C+, cellule de recrutement pour le PSG
De chef du service des sports, on devient président du club, de commentateur à entraîneur. Les exemples sont légion (Denisot, Bietry, Leroy, j’en passe et des pires). Des passerelles entre les deux entités qui ressemblent plus à des autoroutes. Difficile après çà de rester objectif. Contrarier sa nature, elle revient au galop.

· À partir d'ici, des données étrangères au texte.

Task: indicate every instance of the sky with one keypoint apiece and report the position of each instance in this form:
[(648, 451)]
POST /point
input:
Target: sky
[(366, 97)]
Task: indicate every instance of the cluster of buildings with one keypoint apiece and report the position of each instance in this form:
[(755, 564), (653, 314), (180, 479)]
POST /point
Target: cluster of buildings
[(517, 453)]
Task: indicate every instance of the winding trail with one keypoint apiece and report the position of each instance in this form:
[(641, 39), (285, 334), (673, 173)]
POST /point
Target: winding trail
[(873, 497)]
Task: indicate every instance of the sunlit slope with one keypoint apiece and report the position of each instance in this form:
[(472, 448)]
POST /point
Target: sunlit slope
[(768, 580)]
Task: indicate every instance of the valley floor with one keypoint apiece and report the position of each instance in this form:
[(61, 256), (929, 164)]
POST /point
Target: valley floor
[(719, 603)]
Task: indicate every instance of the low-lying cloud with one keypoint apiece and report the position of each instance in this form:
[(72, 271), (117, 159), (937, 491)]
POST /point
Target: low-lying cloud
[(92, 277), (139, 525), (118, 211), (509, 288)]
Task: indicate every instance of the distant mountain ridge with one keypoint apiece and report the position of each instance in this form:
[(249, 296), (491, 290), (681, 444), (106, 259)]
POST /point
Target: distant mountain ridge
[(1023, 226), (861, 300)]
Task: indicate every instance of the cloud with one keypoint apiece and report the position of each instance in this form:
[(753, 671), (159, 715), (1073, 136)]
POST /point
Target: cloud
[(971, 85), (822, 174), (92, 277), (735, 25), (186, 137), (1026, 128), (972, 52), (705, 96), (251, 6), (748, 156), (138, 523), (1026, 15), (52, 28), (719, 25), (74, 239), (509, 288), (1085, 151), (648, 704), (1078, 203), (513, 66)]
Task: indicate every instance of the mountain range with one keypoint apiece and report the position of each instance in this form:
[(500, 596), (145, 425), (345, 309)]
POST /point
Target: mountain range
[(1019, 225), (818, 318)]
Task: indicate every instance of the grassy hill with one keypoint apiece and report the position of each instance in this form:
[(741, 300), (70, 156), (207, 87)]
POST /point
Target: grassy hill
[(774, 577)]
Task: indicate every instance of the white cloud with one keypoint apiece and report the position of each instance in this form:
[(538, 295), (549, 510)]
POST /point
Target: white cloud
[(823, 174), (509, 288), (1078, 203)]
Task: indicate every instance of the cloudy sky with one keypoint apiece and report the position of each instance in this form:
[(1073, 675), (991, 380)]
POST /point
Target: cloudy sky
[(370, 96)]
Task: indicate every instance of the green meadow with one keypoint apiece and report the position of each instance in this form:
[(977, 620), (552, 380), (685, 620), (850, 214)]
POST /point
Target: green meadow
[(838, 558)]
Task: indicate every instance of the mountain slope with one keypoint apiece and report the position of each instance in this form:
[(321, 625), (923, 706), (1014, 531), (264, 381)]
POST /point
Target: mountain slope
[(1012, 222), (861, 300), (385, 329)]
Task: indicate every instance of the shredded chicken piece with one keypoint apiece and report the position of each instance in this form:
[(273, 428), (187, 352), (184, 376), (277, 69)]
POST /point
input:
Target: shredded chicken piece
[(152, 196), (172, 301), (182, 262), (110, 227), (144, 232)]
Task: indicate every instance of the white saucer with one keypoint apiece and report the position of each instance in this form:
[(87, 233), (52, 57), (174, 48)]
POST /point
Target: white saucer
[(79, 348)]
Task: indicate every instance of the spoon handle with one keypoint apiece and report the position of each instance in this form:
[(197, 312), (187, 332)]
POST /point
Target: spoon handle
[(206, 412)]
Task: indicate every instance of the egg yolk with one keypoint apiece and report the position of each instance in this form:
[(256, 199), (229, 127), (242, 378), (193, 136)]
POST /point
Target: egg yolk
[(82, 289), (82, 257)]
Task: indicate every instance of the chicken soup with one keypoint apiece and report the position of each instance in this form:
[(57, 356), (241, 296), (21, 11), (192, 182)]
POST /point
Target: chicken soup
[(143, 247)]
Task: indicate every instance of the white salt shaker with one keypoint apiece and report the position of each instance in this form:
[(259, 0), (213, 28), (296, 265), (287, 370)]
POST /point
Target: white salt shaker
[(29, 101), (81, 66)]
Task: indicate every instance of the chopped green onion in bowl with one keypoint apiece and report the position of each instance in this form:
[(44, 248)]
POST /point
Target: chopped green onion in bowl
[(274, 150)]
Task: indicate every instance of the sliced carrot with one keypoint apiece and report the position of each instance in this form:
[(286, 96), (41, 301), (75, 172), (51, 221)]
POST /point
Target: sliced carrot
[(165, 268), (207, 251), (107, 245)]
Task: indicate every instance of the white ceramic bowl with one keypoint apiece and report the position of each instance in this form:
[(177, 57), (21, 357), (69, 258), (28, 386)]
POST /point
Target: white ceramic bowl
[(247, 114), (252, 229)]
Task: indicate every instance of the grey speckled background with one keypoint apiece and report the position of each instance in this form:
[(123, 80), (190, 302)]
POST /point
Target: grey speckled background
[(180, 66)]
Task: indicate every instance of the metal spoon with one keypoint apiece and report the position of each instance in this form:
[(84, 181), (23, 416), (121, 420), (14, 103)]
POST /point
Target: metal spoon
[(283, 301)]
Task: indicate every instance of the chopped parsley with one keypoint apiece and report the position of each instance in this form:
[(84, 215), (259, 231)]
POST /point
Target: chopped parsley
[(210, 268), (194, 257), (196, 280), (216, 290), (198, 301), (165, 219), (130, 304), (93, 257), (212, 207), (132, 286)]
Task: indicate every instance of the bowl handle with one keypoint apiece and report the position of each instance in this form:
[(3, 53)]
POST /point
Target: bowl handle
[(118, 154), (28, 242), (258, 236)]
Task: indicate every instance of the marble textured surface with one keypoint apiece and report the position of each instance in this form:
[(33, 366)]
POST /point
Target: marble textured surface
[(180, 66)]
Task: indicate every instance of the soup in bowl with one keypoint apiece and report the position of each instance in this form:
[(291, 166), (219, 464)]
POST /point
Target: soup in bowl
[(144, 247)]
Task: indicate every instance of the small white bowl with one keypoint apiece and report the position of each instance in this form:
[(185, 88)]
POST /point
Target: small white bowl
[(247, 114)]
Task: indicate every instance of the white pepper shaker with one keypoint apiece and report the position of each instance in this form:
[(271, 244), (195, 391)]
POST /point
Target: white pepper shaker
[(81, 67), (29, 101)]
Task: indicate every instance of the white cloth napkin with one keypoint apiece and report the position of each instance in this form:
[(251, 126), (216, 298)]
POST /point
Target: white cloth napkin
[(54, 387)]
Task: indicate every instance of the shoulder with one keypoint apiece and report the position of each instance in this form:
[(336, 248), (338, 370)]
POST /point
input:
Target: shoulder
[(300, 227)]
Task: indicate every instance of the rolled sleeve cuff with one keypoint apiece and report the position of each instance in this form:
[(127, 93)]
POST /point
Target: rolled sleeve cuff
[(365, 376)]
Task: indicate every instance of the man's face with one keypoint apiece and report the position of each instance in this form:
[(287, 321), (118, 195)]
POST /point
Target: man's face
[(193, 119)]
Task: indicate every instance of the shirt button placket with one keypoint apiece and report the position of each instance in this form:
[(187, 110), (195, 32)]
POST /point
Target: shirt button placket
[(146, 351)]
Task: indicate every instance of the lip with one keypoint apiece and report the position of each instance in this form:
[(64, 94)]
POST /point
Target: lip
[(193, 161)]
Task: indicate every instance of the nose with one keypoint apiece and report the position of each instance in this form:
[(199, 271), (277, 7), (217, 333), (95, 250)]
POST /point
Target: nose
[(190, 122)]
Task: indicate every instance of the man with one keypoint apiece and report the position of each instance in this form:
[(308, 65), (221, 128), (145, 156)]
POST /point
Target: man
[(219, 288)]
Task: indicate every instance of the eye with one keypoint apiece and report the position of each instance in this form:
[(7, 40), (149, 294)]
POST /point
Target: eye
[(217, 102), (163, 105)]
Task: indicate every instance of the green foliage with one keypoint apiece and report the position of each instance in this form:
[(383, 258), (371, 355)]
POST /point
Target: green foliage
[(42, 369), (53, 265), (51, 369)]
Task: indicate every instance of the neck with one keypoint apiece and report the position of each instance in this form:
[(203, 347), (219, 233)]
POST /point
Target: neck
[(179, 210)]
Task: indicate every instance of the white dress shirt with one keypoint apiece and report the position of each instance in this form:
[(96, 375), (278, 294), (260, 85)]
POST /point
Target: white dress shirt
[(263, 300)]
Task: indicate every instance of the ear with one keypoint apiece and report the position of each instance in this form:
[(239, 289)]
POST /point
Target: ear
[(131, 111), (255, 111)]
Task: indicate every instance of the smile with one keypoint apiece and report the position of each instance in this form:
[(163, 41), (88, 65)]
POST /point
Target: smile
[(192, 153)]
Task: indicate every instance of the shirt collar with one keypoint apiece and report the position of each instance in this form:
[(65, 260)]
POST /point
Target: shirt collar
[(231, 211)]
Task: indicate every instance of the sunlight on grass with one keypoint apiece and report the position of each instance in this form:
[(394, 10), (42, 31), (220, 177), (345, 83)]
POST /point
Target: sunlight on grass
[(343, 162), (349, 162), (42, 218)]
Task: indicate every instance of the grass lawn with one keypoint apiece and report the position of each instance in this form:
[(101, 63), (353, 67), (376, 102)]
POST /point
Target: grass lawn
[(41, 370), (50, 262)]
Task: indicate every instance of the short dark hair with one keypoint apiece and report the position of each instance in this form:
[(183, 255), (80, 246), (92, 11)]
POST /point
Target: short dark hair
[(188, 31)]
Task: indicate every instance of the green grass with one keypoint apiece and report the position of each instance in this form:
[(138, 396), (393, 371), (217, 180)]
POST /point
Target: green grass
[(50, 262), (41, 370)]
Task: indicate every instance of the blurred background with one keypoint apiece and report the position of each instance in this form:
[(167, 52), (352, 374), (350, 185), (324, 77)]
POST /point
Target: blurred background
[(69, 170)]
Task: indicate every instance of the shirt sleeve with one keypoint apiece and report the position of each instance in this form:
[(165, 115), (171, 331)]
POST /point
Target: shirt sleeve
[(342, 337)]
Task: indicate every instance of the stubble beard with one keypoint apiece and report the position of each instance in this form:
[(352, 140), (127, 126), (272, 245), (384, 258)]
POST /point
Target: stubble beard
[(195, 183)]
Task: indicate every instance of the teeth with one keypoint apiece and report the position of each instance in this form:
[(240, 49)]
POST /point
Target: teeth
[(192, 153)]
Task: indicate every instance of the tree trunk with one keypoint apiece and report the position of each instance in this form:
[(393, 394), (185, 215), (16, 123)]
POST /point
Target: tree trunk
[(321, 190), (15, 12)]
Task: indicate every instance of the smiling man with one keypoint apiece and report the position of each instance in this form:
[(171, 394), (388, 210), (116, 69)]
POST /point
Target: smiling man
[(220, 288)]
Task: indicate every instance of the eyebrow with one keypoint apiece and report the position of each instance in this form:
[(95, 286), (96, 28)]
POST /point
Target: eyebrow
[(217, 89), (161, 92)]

Les commentaires sont donc aujourd’hui quasiment ouvertement anti-phocéen tout en offrant, pragmatisme économique oblige, au public ce qu’il demande : des matches de l’OM (cf. le nombre de retransmissions).

Ne jamais mentir mais contourner la vérité
Exemple évident du camouflage de la vérité pour protéger le bébé : le racisme dans les stades. Le PSG est à l’évidence un des rares clubs qui y soit confronté de façon massive et organisé. Omerta dans les rangs de Canal.  » C’est un problème préoccupant pour tous les clubs français « , telle est la version officielle. La Ligue, comme un petit toutou bien sage, suit les recommandations et invitent les grands clubs français à une table ronde. Les dirigeants phocéens acceptent d’y aller faisant de nous des coupables alors qu’il n’y a plus eu d’actes racistes dans le stade Vélodrome depuis 15 ans (bananes à Boli). A chaque retransmission, son lot d’humiliations suffisamment dissimulées pour nous faire passer en plus pour des paranoïaques.

Retransmettre à tout prix
Outre des journées de championnat s’étalant sur 3 jours (vendredi, samedi et dimanche) et qui ont pour conséquence de briser le timing de récupération des équipes, deux exemples cette semaine illustrent l’omnipotence du diffuseur sur la tenue du championnat : Caen-OL (TPS et Canal Sat en ppv) et St Etienne-OM (C+). Conditions climatiques exécrables et pelouse impraticable n’ont pas suffi à annuler le match. L’abonné décide et l’arbitre exécute. Rien d’officiel bien sur mais la pression est évidente. La chaine a payé et doit rentrer dans ses sous. Au cas où l’OM vient à mener au score, que fait-on ? On arrête le match à la 58ème minute (OM-Auxerre mars 2002) pour le faire rejouer plus tard ! Bonjour la paranoïa, me direz-vous mais les faits ont la peau dure. Remarquez que les commentateurs de Canal+ se sont félicités de la docilité des dirigeants marseillais qui n’ont pas fait venir un huissier pour constater l’état de la pelouse, comme l’a fait le président Aulas. Edifiant. A noter qu’Auxerre-Toulouse, qui ne devait pas être retransmis, a été annulé la semaine dernière !

Pieds et poings liés, le football français prend ses ordres Quai André Citroën. Avec les 600 millions d’euros que la chaîne va payer par an pour retransmettre des Caen-Troyes, ça ne fait que commencer. En tant que supporter et consommateur, notre marge de manoeuvre est réduite à sa plus simple expression : couper le son.